Jan. 22, 2003 – "Afro-Cuban is the fundamental," pianist Eddie Palmieri told an interviewer in 1995, "but the music is derivative, since we were weaned from Cuba before the umbilical cord was cut in the '60s, and jazz influenced Cuba before then, and jazz was influenced by the Cuban structures as well."
The seven-time Grammy Award winner, a definitive voice in Latin music for four decades, will bring all of those influences to the stage of the Reichhold Center for the Arts on Saturday in the fourth presentation of the 24th season at the amphitheater on the University of the Virgin Islands St. Thomas campus.

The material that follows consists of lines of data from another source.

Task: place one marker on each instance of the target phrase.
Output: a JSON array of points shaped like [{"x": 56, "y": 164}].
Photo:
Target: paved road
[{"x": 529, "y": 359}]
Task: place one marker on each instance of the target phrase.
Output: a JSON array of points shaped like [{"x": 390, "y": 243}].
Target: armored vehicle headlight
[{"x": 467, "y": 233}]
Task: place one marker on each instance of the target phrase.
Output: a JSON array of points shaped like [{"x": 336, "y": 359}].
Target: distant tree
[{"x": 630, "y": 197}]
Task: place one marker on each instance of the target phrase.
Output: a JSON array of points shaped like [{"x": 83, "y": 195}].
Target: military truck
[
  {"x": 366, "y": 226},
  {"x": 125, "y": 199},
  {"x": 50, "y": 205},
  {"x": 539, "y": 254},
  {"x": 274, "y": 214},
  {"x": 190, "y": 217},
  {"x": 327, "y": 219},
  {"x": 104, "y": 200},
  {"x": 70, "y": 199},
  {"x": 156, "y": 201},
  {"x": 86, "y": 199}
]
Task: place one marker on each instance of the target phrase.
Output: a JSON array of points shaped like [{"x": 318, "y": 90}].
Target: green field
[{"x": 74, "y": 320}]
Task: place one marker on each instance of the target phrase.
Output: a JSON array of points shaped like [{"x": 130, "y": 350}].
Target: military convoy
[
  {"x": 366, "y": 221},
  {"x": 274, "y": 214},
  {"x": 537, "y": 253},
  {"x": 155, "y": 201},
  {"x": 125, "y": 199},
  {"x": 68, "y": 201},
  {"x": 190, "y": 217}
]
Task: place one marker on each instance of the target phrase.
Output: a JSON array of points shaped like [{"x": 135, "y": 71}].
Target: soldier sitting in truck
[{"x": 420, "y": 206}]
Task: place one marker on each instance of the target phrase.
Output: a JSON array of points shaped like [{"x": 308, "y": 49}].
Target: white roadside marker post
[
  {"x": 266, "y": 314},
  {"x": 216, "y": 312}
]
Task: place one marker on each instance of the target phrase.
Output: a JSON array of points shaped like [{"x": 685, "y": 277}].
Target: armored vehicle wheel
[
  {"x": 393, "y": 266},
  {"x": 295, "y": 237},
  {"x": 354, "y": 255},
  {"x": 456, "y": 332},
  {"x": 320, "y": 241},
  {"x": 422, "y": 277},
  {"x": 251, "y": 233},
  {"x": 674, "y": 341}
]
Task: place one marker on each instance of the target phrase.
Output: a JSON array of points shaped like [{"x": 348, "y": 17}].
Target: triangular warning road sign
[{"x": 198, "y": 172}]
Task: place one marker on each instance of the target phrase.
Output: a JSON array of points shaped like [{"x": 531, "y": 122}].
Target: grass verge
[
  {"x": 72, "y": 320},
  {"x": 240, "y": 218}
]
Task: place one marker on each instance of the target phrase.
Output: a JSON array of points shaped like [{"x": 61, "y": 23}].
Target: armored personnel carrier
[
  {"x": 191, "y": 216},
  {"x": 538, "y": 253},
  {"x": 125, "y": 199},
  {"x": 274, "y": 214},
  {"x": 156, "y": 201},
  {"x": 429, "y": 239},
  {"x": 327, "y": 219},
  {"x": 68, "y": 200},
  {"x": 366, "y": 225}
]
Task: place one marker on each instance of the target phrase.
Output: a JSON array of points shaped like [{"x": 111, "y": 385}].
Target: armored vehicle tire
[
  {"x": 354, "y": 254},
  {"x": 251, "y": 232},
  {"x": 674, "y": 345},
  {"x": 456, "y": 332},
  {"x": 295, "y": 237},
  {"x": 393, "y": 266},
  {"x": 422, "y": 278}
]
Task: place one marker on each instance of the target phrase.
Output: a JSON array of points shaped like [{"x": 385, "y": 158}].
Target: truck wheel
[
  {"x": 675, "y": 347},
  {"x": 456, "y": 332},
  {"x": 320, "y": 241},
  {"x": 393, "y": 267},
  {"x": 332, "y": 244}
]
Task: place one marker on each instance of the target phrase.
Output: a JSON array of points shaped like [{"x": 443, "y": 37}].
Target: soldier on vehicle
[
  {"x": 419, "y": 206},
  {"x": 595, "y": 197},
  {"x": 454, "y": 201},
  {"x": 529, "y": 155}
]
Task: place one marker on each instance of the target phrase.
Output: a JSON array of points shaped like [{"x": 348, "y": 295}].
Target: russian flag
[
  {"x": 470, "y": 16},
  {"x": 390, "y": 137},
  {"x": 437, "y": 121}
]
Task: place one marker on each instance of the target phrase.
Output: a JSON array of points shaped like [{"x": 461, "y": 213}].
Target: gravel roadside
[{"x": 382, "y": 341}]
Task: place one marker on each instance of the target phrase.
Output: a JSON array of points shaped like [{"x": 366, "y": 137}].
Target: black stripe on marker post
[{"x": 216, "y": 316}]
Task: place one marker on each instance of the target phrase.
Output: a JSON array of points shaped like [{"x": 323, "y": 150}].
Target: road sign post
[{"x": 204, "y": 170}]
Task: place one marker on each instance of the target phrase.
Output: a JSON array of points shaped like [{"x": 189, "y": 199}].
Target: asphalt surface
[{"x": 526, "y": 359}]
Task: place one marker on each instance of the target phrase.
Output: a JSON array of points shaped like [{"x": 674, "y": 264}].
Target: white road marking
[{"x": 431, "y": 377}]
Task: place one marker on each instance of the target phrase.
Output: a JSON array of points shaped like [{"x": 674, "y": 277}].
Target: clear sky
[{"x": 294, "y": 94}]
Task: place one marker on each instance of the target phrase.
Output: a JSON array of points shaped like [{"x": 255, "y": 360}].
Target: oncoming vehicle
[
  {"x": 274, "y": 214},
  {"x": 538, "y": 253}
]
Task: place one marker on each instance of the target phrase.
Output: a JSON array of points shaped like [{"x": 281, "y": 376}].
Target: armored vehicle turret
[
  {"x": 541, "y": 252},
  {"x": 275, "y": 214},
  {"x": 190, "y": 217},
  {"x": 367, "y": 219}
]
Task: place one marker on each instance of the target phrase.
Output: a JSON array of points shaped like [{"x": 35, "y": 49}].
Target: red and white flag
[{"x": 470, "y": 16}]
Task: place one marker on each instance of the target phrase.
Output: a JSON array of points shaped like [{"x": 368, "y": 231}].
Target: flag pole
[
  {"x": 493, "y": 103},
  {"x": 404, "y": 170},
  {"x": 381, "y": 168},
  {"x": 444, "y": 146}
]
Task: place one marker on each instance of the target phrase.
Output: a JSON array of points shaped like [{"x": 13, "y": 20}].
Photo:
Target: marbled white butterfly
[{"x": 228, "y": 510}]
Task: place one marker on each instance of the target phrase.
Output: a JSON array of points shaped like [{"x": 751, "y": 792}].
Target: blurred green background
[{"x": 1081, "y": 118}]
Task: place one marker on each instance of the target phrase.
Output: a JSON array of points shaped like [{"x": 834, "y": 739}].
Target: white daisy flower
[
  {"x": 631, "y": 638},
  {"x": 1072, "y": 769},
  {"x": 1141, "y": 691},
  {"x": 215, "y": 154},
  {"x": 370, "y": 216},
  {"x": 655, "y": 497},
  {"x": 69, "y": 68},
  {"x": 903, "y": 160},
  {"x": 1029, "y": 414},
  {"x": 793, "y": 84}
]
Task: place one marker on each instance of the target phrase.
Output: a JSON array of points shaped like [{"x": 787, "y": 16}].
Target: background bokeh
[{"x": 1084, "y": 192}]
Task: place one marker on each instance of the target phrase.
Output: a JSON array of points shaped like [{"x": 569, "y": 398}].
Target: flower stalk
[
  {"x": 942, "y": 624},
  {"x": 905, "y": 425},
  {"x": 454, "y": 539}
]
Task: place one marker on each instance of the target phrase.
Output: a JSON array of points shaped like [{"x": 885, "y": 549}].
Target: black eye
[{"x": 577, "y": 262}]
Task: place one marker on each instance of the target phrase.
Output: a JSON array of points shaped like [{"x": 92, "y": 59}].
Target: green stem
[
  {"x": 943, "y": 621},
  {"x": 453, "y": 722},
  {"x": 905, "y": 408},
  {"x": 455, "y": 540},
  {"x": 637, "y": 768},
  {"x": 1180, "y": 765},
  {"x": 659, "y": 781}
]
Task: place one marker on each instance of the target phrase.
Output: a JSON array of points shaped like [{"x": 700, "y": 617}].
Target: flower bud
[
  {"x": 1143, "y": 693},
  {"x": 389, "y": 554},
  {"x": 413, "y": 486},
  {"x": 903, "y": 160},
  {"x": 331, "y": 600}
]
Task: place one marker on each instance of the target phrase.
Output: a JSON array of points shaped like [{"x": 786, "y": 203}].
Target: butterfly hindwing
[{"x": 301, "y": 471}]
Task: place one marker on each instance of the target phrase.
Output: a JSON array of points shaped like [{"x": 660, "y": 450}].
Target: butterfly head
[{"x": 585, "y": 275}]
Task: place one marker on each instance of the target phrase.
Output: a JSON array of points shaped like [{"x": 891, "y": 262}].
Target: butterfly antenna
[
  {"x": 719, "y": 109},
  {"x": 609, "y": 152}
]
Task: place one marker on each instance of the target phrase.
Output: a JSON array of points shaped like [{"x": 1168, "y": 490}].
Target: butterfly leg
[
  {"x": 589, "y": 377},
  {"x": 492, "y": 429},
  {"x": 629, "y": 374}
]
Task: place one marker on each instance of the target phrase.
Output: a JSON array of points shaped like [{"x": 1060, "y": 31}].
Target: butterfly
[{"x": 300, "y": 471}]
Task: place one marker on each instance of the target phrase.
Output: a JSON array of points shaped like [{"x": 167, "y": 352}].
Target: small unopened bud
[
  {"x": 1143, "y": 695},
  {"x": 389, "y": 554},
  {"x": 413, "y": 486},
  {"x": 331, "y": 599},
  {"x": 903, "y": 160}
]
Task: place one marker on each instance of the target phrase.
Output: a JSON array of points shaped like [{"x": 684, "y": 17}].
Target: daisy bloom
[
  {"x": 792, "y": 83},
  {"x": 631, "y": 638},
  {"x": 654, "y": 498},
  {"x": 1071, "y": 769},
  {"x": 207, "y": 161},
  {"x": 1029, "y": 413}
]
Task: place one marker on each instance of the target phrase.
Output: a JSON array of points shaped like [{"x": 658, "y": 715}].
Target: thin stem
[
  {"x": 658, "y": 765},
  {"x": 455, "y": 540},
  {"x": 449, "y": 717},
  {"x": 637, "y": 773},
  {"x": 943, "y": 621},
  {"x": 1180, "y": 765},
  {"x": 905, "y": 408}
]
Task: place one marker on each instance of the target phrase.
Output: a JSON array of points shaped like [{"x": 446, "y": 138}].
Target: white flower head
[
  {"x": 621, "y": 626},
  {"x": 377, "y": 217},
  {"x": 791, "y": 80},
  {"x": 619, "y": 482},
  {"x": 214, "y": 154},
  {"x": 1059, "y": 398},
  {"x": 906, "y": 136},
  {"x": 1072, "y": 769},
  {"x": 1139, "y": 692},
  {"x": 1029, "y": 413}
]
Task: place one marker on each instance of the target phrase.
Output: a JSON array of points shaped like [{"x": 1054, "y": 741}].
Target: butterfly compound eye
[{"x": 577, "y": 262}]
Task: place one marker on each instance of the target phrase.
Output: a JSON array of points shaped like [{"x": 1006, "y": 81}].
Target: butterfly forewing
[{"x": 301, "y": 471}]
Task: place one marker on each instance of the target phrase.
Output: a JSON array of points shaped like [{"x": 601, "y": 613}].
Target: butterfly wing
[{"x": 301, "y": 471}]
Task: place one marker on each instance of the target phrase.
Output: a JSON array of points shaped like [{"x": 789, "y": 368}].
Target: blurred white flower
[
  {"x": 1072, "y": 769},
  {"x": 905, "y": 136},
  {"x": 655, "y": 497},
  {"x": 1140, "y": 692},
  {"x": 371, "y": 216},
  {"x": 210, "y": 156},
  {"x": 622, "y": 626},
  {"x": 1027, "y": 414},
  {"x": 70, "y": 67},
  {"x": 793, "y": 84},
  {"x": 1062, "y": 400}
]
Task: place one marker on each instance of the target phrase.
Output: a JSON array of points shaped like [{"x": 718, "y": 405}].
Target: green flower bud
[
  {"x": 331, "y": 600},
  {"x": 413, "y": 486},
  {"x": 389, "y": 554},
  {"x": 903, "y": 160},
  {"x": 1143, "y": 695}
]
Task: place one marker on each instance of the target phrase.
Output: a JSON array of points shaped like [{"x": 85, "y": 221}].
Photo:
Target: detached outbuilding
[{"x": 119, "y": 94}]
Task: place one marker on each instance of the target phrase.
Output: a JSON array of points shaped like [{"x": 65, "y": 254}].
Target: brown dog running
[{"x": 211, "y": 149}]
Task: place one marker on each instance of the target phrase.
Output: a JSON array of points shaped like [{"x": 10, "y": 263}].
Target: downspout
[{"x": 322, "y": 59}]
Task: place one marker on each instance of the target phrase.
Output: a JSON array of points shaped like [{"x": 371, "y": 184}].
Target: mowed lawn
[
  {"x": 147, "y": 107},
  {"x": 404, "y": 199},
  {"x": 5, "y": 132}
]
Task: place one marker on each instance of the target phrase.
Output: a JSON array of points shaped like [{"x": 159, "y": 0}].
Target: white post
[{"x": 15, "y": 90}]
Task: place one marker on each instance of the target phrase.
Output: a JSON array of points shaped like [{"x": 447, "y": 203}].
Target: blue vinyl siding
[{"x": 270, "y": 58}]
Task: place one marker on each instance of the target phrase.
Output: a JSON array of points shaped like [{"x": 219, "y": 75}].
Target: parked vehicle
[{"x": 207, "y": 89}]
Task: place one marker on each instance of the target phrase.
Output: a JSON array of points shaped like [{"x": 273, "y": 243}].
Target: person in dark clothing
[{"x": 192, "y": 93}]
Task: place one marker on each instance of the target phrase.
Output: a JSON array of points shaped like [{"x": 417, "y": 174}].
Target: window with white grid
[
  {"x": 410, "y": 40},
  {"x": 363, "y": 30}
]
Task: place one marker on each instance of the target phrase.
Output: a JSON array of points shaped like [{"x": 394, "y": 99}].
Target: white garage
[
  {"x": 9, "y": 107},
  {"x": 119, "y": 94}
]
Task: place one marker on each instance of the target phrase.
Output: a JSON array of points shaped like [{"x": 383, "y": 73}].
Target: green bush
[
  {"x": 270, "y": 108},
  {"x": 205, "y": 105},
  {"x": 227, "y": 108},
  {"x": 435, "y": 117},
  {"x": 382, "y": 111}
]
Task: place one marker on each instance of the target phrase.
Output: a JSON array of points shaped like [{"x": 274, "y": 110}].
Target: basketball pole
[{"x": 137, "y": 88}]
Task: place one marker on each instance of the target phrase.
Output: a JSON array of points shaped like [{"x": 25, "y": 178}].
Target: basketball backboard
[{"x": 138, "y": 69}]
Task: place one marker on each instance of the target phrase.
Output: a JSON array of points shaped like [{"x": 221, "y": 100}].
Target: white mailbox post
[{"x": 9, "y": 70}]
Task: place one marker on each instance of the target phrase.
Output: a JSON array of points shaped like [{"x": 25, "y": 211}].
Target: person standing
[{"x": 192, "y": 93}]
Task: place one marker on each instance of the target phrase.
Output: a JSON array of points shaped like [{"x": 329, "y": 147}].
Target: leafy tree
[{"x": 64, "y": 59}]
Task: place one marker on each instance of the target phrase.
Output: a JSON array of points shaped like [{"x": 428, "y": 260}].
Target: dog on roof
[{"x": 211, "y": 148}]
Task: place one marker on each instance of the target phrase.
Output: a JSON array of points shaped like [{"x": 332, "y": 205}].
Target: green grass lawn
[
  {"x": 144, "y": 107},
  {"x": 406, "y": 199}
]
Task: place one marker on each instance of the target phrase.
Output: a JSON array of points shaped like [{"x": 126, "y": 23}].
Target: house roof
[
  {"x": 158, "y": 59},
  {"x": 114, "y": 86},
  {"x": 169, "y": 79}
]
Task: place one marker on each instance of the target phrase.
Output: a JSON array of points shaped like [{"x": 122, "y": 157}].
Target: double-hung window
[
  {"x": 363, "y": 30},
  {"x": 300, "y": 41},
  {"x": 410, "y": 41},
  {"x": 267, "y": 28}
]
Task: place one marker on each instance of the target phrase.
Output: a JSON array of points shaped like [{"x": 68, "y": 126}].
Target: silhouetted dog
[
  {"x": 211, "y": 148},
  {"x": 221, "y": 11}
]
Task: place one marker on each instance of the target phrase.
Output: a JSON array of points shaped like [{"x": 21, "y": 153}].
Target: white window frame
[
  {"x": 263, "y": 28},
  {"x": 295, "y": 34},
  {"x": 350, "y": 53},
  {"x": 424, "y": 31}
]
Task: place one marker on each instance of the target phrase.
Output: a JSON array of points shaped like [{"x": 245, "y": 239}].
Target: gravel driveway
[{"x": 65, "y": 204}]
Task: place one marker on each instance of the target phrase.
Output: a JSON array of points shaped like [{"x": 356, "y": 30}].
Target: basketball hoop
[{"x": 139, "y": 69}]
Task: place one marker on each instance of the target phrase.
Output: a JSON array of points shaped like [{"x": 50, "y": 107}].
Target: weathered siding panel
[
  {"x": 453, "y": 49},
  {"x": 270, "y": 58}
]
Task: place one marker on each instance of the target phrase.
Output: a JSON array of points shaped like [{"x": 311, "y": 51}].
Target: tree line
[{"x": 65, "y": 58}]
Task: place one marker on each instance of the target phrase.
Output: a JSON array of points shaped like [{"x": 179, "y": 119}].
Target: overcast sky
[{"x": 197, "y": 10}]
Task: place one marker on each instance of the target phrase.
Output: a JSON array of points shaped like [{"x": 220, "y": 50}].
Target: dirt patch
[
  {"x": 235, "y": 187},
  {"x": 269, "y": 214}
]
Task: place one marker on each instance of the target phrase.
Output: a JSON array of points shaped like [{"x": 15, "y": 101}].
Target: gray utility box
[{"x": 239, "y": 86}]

Palmieri's latest release, "La Perfecta II," came out on the Concord label last year — a recreating of the sound of his '60s conjunto that was well received. A JazzReview.com critic wrote: "Performing once again some of the music of the original group, 'La Perfecta II' lets a new generation appreciate the irresistibility of the music, extroverted and deep in a groove on the surface, but actually complex and structured underneath … And the trombone choir effect that his arrangements establish, as on "El Molestoso II," add depth and richness, as a legato background for the singers or as a means to punch out concluding thought with bold-faced exclamation points."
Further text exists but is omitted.